A second top N.C. health-care official is stepping down amid major leadership changes in the administration of Gov. Bev Perdue.
Perdue said Tuesday that Dr. Jeffrey Engel will step down as state health director on Feb. 1 after more than two years in the position. He is being replaced by Dr. Laura Gerald, former executive director of the N.C. Health and Wellness Fund.
Perdue said Engel will serve as a special adviser on health policy.
On Jan. 14, Perdue said Lanier Cansler would leave as Health and Human Services secretary on Jan. 31 after three years running one of the largest and most complicated departments in state government.
Gerald also becomes leader of the newly formed Division of Prevention, Access and Public Health Services. That division has been created from the merger of the Division of Public Health and the Office of Rural Health and Community Care.
Gerald has served over the past decade as a consultant and senior adviser for Community Care of N.C. on disease management, quality improvement, cost-containment efforts and coordination of its services across state agencies.

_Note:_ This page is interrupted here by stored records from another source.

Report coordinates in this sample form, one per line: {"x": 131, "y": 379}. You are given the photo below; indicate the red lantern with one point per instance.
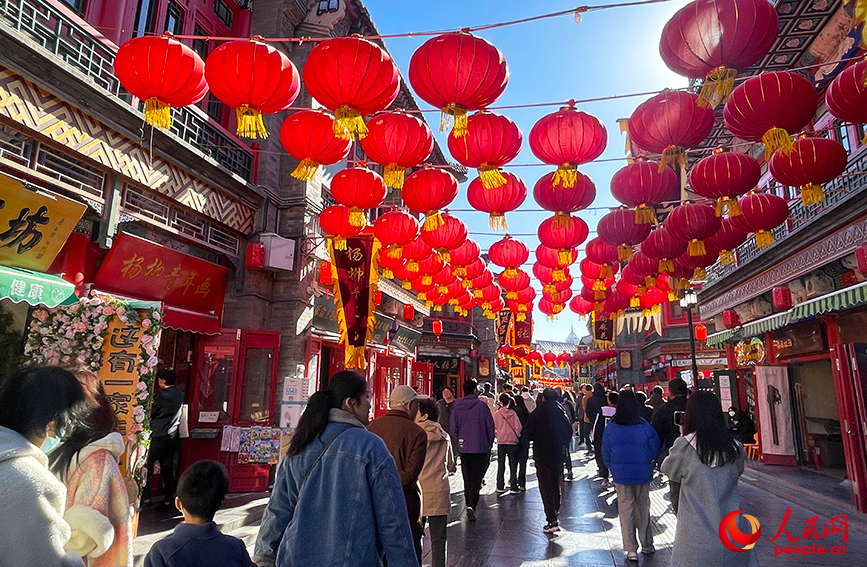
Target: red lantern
{"x": 668, "y": 124}
{"x": 566, "y": 139}
{"x": 446, "y": 237}
{"x": 812, "y": 162}
{"x": 725, "y": 176}
{"x": 427, "y": 191}
{"x": 397, "y": 141}
{"x": 458, "y": 72}
{"x": 396, "y": 229}
{"x": 490, "y": 142}
{"x": 714, "y": 39}
{"x": 761, "y": 213}
{"x": 693, "y": 222}
{"x": 253, "y": 78}
{"x": 643, "y": 184}
{"x": 358, "y": 188}
{"x": 308, "y": 135}
{"x": 769, "y": 107}
{"x": 564, "y": 236}
{"x": 352, "y": 77}
{"x": 334, "y": 220}
{"x": 164, "y": 73}
{"x": 498, "y": 200}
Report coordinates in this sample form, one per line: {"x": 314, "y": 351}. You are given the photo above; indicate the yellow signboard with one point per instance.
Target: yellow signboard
{"x": 33, "y": 226}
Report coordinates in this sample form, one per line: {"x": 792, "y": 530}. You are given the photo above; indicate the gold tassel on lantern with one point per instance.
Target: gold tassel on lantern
{"x": 348, "y": 124}
{"x": 250, "y": 124}
{"x": 158, "y": 114}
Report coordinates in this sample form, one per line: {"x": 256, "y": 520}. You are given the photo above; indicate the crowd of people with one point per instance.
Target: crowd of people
{"x": 356, "y": 492}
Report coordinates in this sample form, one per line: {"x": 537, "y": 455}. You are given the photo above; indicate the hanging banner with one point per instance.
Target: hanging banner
{"x": 33, "y": 226}
{"x": 354, "y": 295}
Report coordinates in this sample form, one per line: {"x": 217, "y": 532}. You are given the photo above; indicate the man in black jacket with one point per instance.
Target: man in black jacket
{"x": 550, "y": 431}
{"x": 165, "y": 439}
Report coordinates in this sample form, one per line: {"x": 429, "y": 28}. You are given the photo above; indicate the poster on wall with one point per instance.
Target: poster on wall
{"x": 775, "y": 412}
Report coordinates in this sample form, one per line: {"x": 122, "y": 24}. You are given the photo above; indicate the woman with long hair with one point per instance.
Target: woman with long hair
{"x": 97, "y": 504}
{"x": 707, "y": 462}
{"x": 629, "y": 446}
{"x": 337, "y": 498}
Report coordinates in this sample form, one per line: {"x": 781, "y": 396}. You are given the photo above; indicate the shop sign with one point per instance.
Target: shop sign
{"x": 750, "y": 352}
{"x": 144, "y": 270}
{"x": 33, "y": 226}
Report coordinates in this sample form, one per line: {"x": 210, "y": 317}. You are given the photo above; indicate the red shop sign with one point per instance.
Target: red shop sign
{"x": 144, "y": 270}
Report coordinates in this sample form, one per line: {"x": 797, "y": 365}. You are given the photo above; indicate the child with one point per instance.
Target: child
{"x": 198, "y": 541}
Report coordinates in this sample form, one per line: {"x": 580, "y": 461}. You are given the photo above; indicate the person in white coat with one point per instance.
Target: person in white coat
{"x": 36, "y": 407}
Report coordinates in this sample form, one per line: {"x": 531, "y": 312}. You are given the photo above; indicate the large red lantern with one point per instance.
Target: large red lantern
{"x": 308, "y": 135}
{"x": 458, "y": 72}
{"x": 693, "y": 222}
{"x": 668, "y": 124}
{"x": 643, "y": 184}
{"x": 164, "y": 73}
{"x": 769, "y": 108}
{"x": 446, "y": 237}
{"x": 427, "y": 191}
{"x": 358, "y": 188}
{"x": 499, "y": 200}
{"x": 397, "y": 141}
{"x": 724, "y": 176}
{"x": 714, "y": 39}
{"x": 253, "y": 78}
{"x": 564, "y": 236}
{"x": 761, "y": 213}
{"x": 566, "y": 139}
{"x": 620, "y": 229}
{"x": 396, "y": 229}
{"x": 490, "y": 142}
{"x": 811, "y": 162}
{"x": 334, "y": 220}
{"x": 352, "y": 77}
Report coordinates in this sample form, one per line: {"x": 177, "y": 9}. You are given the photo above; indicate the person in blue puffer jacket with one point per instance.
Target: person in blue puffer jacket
{"x": 629, "y": 447}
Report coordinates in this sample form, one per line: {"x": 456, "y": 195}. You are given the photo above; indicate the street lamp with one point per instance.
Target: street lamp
{"x": 690, "y": 299}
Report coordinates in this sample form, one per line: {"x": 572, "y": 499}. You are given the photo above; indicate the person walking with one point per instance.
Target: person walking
{"x": 549, "y": 430}
{"x": 337, "y": 498}
{"x": 508, "y": 430}
{"x": 473, "y": 425}
{"x": 434, "y": 479}
{"x": 707, "y": 463}
{"x": 629, "y": 447}
{"x": 407, "y": 443}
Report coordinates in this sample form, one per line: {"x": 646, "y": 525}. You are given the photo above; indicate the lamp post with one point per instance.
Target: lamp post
{"x": 689, "y": 299}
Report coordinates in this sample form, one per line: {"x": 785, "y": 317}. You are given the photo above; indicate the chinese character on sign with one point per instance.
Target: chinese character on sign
{"x": 23, "y": 232}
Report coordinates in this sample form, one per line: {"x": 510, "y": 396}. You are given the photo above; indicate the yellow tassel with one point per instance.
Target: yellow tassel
{"x": 348, "y": 124}
{"x": 764, "y": 238}
{"x": 717, "y": 87}
{"x": 491, "y": 177}
{"x": 697, "y": 248}
{"x": 393, "y": 175}
{"x": 250, "y": 124}
{"x": 812, "y": 194}
{"x": 777, "y": 139}
{"x": 645, "y": 215}
{"x": 158, "y": 114}
{"x": 567, "y": 175}
{"x": 306, "y": 170}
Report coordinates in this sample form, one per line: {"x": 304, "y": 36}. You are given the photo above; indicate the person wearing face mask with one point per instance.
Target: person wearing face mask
{"x": 337, "y": 497}
{"x": 36, "y": 407}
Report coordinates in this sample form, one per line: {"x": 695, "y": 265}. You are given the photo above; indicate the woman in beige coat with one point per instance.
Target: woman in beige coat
{"x": 434, "y": 479}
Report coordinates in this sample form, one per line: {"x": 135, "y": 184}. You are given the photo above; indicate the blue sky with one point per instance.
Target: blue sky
{"x": 610, "y": 52}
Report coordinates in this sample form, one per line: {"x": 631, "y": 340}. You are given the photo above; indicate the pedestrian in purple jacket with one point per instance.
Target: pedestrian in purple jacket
{"x": 473, "y": 425}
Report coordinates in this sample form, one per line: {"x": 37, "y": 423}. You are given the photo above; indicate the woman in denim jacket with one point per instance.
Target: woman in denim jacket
{"x": 337, "y": 498}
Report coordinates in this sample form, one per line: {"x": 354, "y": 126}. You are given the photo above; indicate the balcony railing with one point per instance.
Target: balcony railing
{"x": 43, "y": 23}
{"x": 852, "y": 182}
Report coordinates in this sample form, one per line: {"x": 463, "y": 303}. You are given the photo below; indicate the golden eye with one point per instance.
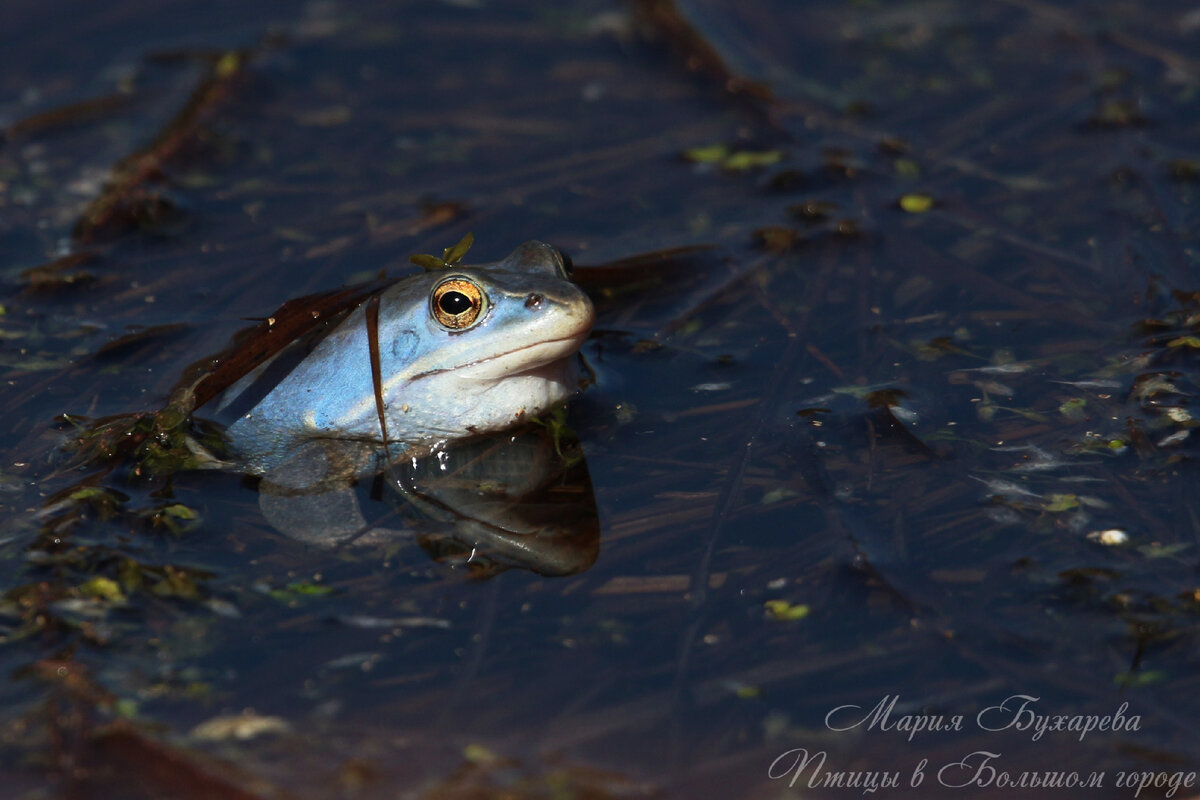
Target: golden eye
{"x": 457, "y": 304}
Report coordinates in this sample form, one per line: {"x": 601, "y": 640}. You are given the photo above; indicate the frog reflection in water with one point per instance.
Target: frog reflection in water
{"x": 459, "y": 352}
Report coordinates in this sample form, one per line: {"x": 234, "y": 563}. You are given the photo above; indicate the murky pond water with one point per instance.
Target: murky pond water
{"x": 888, "y": 432}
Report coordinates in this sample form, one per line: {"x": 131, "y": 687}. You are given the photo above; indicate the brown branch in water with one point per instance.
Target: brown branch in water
{"x": 123, "y": 755}
{"x": 126, "y": 190}
{"x": 65, "y": 116}
{"x": 209, "y": 377}
{"x": 664, "y": 16}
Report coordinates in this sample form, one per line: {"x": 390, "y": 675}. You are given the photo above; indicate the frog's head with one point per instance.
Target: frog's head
{"x": 462, "y": 350}
{"x": 472, "y": 349}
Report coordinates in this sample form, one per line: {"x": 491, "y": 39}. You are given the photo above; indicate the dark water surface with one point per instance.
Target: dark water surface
{"x": 905, "y": 427}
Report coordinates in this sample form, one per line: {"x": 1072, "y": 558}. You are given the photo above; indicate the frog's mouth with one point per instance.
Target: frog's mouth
{"x": 532, "y": 360}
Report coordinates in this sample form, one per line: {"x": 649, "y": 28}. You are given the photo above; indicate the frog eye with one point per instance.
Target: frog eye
{"x": 457, "y": 304}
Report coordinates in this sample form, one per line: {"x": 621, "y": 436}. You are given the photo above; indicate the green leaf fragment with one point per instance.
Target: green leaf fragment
{"x": 1074, "y": 409}
{"x": 1060, "y": 503}
{"x": 916, "y": 203}
{"x": 711, "y": 155}
{"x": 784, "y": 611}
{"x": 103, "y": 588}
{"x": 733, "y": 160}
{"x": 748, "y": 160}
{"x": 426, "y": 262}
{"x": 454, "y": 254}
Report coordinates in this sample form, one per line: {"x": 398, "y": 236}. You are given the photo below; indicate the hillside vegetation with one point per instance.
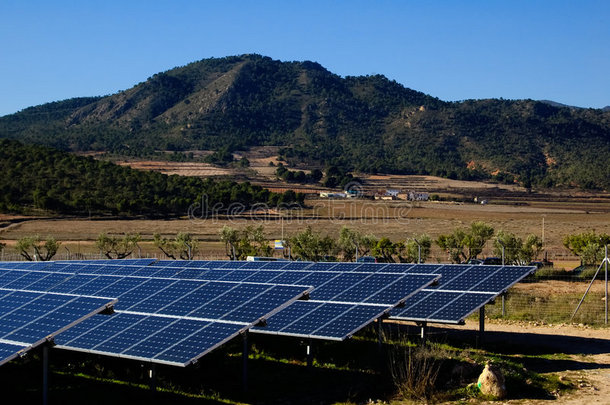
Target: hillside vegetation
{"x": 35, "y": 177}
{"x": 367, "y": 124}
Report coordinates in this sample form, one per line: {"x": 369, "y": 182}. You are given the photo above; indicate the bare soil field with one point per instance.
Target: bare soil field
{"x": 180, "y": 168}
{"x": 397, "y": 220}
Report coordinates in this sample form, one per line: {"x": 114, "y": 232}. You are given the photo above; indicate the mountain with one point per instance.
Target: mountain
{"x": 556, "y": 104}
{"x": 39, "y": 178}
{"x": 367, "y": 124}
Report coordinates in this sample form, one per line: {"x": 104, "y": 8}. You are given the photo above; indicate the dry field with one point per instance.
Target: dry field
{"x": 397, "y": 220}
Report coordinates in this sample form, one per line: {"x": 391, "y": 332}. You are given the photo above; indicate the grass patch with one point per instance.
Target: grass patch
{"x": 349, "y": 372}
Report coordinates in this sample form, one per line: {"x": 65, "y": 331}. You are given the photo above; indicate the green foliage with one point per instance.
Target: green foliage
{"x": 35, "y": 177}
{"x": 251, "y": 241}
{"x": 409, "y": 251}
{"x": 385, "y": 250}
{"x": 184, "y": 246}
{"x": 117, "y": 247}
{"x": 366, "y": 124}
{"x": 310, "y": 245}
{"x": 463, "y": 245}
{"x": 33, "y": 248}
{"x": 350, "y": 240}
{"x": 517, "y": 250}
{"x": 589, "y": 246}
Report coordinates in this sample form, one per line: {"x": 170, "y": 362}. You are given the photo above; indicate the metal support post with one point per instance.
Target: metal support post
{"x": 418, "y": 251}
{"x": 604, "y": 262}
{"x": 503, "y": 305}
{"x": 606, "y": 281}
{"x": 481, "y": 323}
{"x": 45, "y": 374}
{"x": 424, "y": 332}
{"x": 153, "y": 378}
{"x": 309, "y": 353}
{"x": 245, "y": 353}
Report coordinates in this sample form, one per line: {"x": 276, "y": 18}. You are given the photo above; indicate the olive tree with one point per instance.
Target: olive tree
{"x": 35, "y": 248}
{"x": 117, "y": 247}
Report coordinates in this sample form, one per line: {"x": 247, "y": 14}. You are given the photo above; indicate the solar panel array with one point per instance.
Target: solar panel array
{"x": 157, "y": 319}
{"x": 28, "y": 319}
{"x": 462, "y": 290}
{"x": 174, "y": 312}
{"x": 341, "y": 303}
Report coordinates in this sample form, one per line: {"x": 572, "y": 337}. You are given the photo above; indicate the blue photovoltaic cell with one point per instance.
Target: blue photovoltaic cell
{"x": 209, "y": 337}
{"x": 314, "y": 319}
{"x": 424, "y": 304}
{"x": 455, "y": 298}
{"x": 402, "y": 288}
{"x": 9, "y": 276}
{"x": 297, "y": 266}
{"x": 502, "y": 278}
{"x": 317, "y": 278}
{"x": 9, "y": 351}
{"x": 338, "y": 284}
{"x": 240, "y": 275}
{"x": 263, "y": 276}
{"x": 275, "y": 265}
{"x": 70, "y": 283}
{"x": 350, "y": 321}
{"x": 463, "y": 306}
{"x": 156, "y": 302}
{"x": 375, "y": 283}
{"x": 289, "y": 277}
{"x": 27, "y": 319}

She served as chairwoman of the governor's Eugenics Compensation Task Force, which recommended Jan. 10 that victims of a statewide sterilization program be paid $50,000 each in compensation.
Engel was praised for his work in overseeing the state's response to the H1N1 pandemic, the implementation of the South's first statewide ban on smoking in bars and restaurants, decline of infant mortality rates to the lowest in state history, and 18 percent decline in new HIV infections from 2009-2011.
Cansler, a Republican in a Democratic administration, will head a new commission that the governor has yet to assemble on affordable health care in the state. Perdue's senior policy adviser, Al Delia, will become acting secretary in early February.
The department receives $4.5 billion in state funds, or nearly one-quarter of the state's budget, to run Medicaid, mental-health facilities, social services and other health programs.
The leadership moves coincide with Perdue's executive order encouraging agencies to consolidate and realign state government.
N.C. Sen. Peter Brunstetter, R-Forsyth, said he looks forward to working with Gerald in resolving the state's health-care issues.
"A fresh set of eyes are always welcome," Brunstetter said.